Jacquet filed a bill this week (HB 379) that would weaken the power of the Governor and The Florida Bar when it comes to appointing members to those commissions. He joins Thurston, who filed his version of the legislation (SB 86) in August.
Currently, the nine-member panels are controlled by the Governor. Five members are appointing by the Governor, all of whom must reside in the jurisdiction covered by the respective commissions.
The remaining four individuals are Florida Bar members recommended by the Bar’s Board of Governors. But the state’s Governor has veto power over those recommendations.
The legislation from Thurston and Jacquet would instead limit the Governor to appointing just three members, each of whom must live in the relevant jurisdiction. The Florida Bar Board of Governors would appoint another three, also subject to those residential requirements.
The final three would be lay members of the community agreed upon by the other six appointees.
Democrats pushed the issue prior to the 2019 Session, as Supreme Court Justice Peggy A. Quince’s term was set to expire in January. None of the Supreme Court replacements nominated by the attending Judicial Nominating Commission were black, leaving the Court without a black justice for the first time in 36 years.
But reform efforts ultimately failed. That led Thurston and Jacquet to revisit the issue during the 2020 Session.
“Gov. Ron DeSantis addressed the Judicial Luncheon at the Bar’s Annual Convention in Palm Beach County earlier this summer and said that when it comes to appointing judges, he considers diversity a priority,” Jacquet said in a statement Friday.
“However, Florida’s current judiciary does not accurately reflect our state’s diversity. Women and minorities are significantly underrepresented as judges in Florida in proportion to their numbers in the general population.
“Furthermore, the public cannot be confident that the judiciary will fulfill its promise of impartiality when judges are being selected based on politics rather than merit.”
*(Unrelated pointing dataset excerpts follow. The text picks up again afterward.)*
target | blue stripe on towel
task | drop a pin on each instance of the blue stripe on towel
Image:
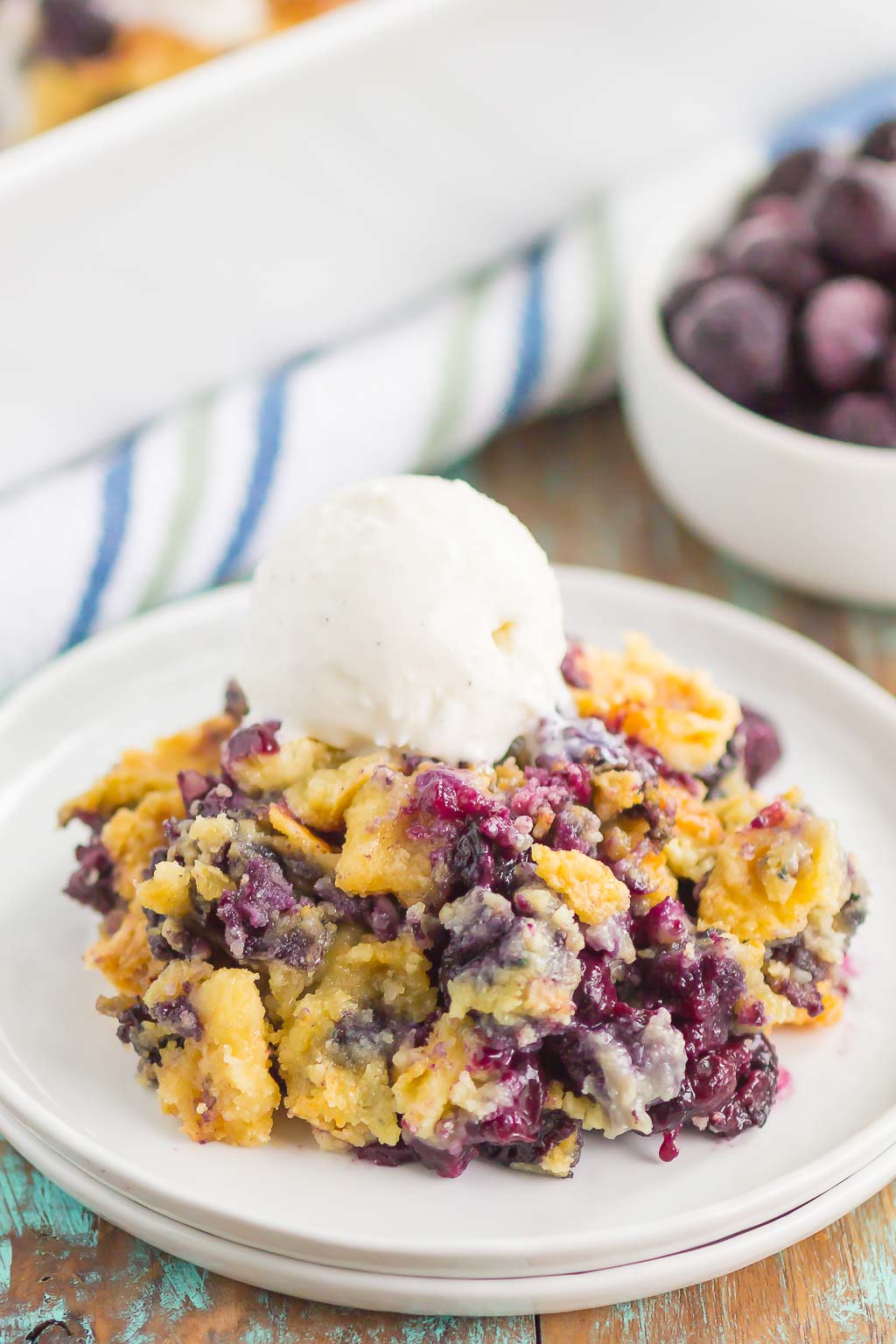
(270, 437)
(531, 351)
(850, 113)
(116, 507)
Thurston added his hope that the Governor would have less control over the process.
“SB 86 limits the ability of governors and politics to directly influence the nomination of candidates for Florida Supreme Court vacancies, the bill is part of a larger legislative effort to ensure that JNCs remain impartial and independent,” Thurston said.
“Floridians expect better than a governor’s whim when it comes to appointing the men and women who have the power to interpret laws.”
The bills would also terminate members’ terms on July 1, 2020 and set up a new staggered term system. And no more than five members of each commission could be from the same political party. Members would also be barred from serving more than two full terms.